| samedi 03 février 2007, a 09:40 |
| Envoyé du Chef de l’Etat au Bas-Congo : Le ministre de l’Intérieur a apporté la paix à la population |
Denis Kalume Numbi a séjourné au chef-lieu du Bas-Congo à la demande du chef de l’Etat pour s’enquérir de la situation créée par les adeptes de Bundu dia Kongo. Se confiant à la presse, le ministre de l’Intérieur a fait savoir qu’il y a eu sept morts à Boma, tous agents de l’ordre dont un policier décapité. A la base de cette situation, l’intention des adeptes de Bundu dia Kongo d’aller installer de force Fuka Unzola comme gouverneur de la province, pourtant battu aux élections.
C’est dans la matinée d’hier jeudi que le Chef de l’Etat, Joseph Kabila, a dépêché le ministre de l’Intérieur, le Général Dénis Kalume Numbi, dans le Bas-Congo s’enquérir de la situation qui prévalait dans cette partie du pays à la suite de l’élection des gouverneurs de province. De retour à Kinshasa le même jour vers 17 heures, le Général s’est entretenu avec la presse à l’aérodrome de N’Dolo. Dans son entretien avec les journalistes, le ministre de l’Intérieur a souligné que le problème vient du fait que le Vice-Gouverneur Fuka Unzola compte parmi les candidats malheureux à l’élection de Gouverneur et vice gouverneur de la province de Bas-Congo. A l’issue du vote de grands électeurs au sein de l’Assemblée provinciale et conformément à la loi, Fuka Unzola avait introduit un recours auprès de la Cour d’Appel de Matadi. Cet organe de la loi devait aussi conformément à la loi, se prononcer hier jeudi sur la recevabilité de cette requête.

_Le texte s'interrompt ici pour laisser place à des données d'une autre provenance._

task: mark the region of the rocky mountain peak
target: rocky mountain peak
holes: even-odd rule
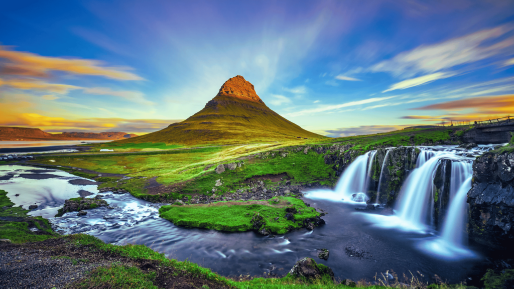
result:
[[[257,95],[253,84],[247,81],[244,77],[238,75],[225,81],[219,88],[218,96],[231,96],[246,100],[264,103]]]

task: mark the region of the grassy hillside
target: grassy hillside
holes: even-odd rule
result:
[[[62,166],[63,167],[61,168],[64,169],[67,169],[65,167],[81,168],[99,173],[123,174],[133,177],[145,177],[134,178],[125,184],[111,182],[107,186],[117,186],[138,196],[148,193],[148,190],[144,187],[148,186],[149,180],[154,177],[159,184],[168,186],[161,193],[206,194],[206,192],[210,191],[215,181],[223,177],[225,184],[218,188],[217,193],[222,194],[236,189],[242,182],[249,178],[283,173],[291,179],[293,184],[318,184],[330,186],[335,184],[337,178],[332,168],[333,165],[325,164],[324,154],[317,153],[313,150],[304,154],[303,149],[297,149],[298,147],[294,146],[295,143],[304,148],[307,146],[330,146],[335,142],[352,144],[355,146],[351,150],[357,151],[360,154],[380,147],[445,142],[456,144],[458,140],[455,136],[455,131],[459,129],[462,128],[412,129],[331,139],[332,141],[329,142],[320,139],[304,140],[305,141],[300,143],[291,141],[160,152],[43,156],[38,157],[33,162]],[[278,150],[287,152],[287,156],[279,156],[277,151]],[[244,166],[234,170],[226,171],[223,175],[214,171],[217,164],[240,161],[237,160],[242,157],[266,152],[269,155],[263,155],[262,157],[244,160]],[[272,156],[273,154],[274,156]],[[88,175],[87,177],[94,176],[94,175]]]
[[[300,137],[300,138],[298,138]],[[299,140],[326,137],[308,132],[268,107],[242,77],[227,81],[205,107],[186,120],[119,143],[192,146]]]

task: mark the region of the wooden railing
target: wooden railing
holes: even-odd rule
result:
[[[512,119],[510,119],[511,117],[512,118]],[[504,118],[505,119],[504,120],[502,120],[501,121],[500,121],[500,119],[503,119]],[[496,122],[494,122],[495,120],[496,121]],[[496,123],[499,123],[499,123],[501,123],[502,122],[507,122],[507,123],[514,122],[514,117],[509,116],[506,116],[506,117],[501,117],[500,118],[493,118],[492,119],[489,119],[489,120],[479,120],[479,121],[475,121],[475,125],[478,125],[479,127],[482,127],[482,126],[483,126],[483,125],[490,125],[494,124],[496,124]]]

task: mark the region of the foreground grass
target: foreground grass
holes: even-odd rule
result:
[[[286,208],[298,211],[298,213],[293,215],[296,223],[286,219]],[[285,234],[292,229],[302,227],[305,219],[319,216],[319,213],[306,206],[302,200],[288,197],[275,197],[269,201],[163,206],[159,209],[161,218],[178,226],[230,232],[255,229],[251,220],[256,213],[264,218],[266,230],[278,234]],[[278,220],[276,220],[277,218]]]
[[[20,243],[44,241],[56,237],[57,234],[52,232],[48,220],[40,216],[29,216],[28,210],[20,207],[13,207],[14,204],[7,195],[7,192],[0,190],[0,217],[19,219],[15,219],[15,221],[0,220],[0,239],[7,239],[13,243]],[[4,207],[7,208],[3,209]],[[36,234],[29,227],[37,228],[47,234]]]
[[[155,278],[154,272],[145,273],[138,268],[113,265],[93,270],[74,287],[89,289],[91,285],[96,285],[102,288],[157,289],[152,282]]]

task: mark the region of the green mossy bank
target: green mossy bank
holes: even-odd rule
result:
[[[190,205],[164,206],[160,216],[178,226],[229,232],[250,230],[284,234],[320,216],[301,200],[276,197],[267,201],[218,202]],[[260,216],[256,222],[257,215]]]
[[[0,239],[19,243],[43,241],[58,236],[52,231],[48,220],[30,216],[28,210],[13,207],[14,203],[7,195],[7,192],[0,190]]]

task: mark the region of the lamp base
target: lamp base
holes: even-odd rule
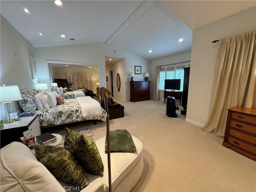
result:
[[[15,120],[14,119],[7,119],[4,122],[4,123],[13,123],[14,121],[15,121]]]

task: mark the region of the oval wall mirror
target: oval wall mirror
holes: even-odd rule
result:
[[[116,85],[117,86],[117,90],[119,92],[120,91],[120,86],[121,86],[121,80],[118,73],[117,74],[117,76],[116,76]]]

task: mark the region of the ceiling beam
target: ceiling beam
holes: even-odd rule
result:
[[[157,1],[158,1],[144,0],[142,1],[119,27],[108,38],[106,42],[108,44],[111,43]]]

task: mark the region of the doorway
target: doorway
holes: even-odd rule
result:
[[[114,96],[114,86],[113,85],[113,71],[110,71],[110,89],[111,92],[112,92],[112,96]]]

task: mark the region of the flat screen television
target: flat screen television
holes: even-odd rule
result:
[[[180,90],[180,79],[165,79],[164,89]]]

Curieusement, pendant que tout le monde attendait l’issue de ce recours, des tracts circulaient déjà dans tout le Bas-Congo appelant la population à observer des journées ville morte de lundi à jeudi. Entre-temps, les services de sécurité ont observé un afflux d’adeptes de Bundu dia Kongo vers la résidence d’un haut cadre de ce mouvement. Ces adeptes venaient de quatre coins de la province, voire de Kinshasa. Les services signalent qu’ils étaient munis d’armes à feu et d’armes blanches. Raison pour laquelle, la police, dans sa mission de prévenir des troubles de l’ordre public, avait décidé de perquisitionner tous les quartiers où étaient supposés se concentrer ces partisans de Bundu dia Kongo. Ceux-ci, ne voulant pas fléchir, ont réagi violement en tirant des coups de feu à balles réelles. Ce qui a amené la police à tirer en l’air et user de gaz lacrymogène pour disperser les militants de Bundu dia Kongo, un mouvement politico-religieux encré dans la province du Bas-Congo. Il faut rappeler que le candidat malheureux, Fuka Unzola avait comme candidat vice gouverneur, Muanda Nsemi, chef de ce mouvement Bundu dia Kongo. Il faut signaler que tous ces événements se déroulaient simultanément à Kasangulu et à Songololo. La motivation, renseigne la même source, était d’aller installer de force Fuka Unzola comme Gouverneur et Muanda Nsemi comme vice gouverneur de la Province du Bas-Congo. Arrivé dans la province du Bas-Congo, le ministre de l’Intérieur s’est entretenu avec le Gouverneur en fonction, Mbadu ainsi qu’avec différentes autorités administratives de la province. Il a également rencontré un représentant de Bundu dia Kongo. « Nous avons apporté les conseils du Chef de l’Etat qui se résument en un message de paix.
Si les membres de Bundu dia Kongo représentent une force, ils devront le démontrer dans les urnes en remportant tous les sièges à pourvoir pendant lors des élections locales à venir ». Poursuivant sur la même lancée, le ministre de l’Intérieur a épinglé le rôle du gouverneur de cette province. Pour lui, « le Gouverneur doit jouer non seulement son rôle de coordonnateur, mais aussi celui d’encadrement de la population. Il est vrai que la loi autorise les marches, mais celles-ci doivent se faire dans le strict respect de la loi. Car, a poursuivi Denis Kalume, s’il y a des tracts qui circulent, l’autorité compétente doit tout faire afin de décourager les actions projetées ».
Le ministre de l’Intérieur a affirmé qu’à Boma, la situation était très grave. Car, on avait enregistré un bilan de 7 personnes morts dont 2 soldats des FARDC, 4 policiers et un technicien de la SNEL. Plusieurs autres dégâts ont été constatés à l’instar de l’incendiée de la mairie de Boma sans oublier celui du siège de la CEI. On signale également qu’une maison de territoire a été saccagée ainsi que le commissariat de police de Muanda.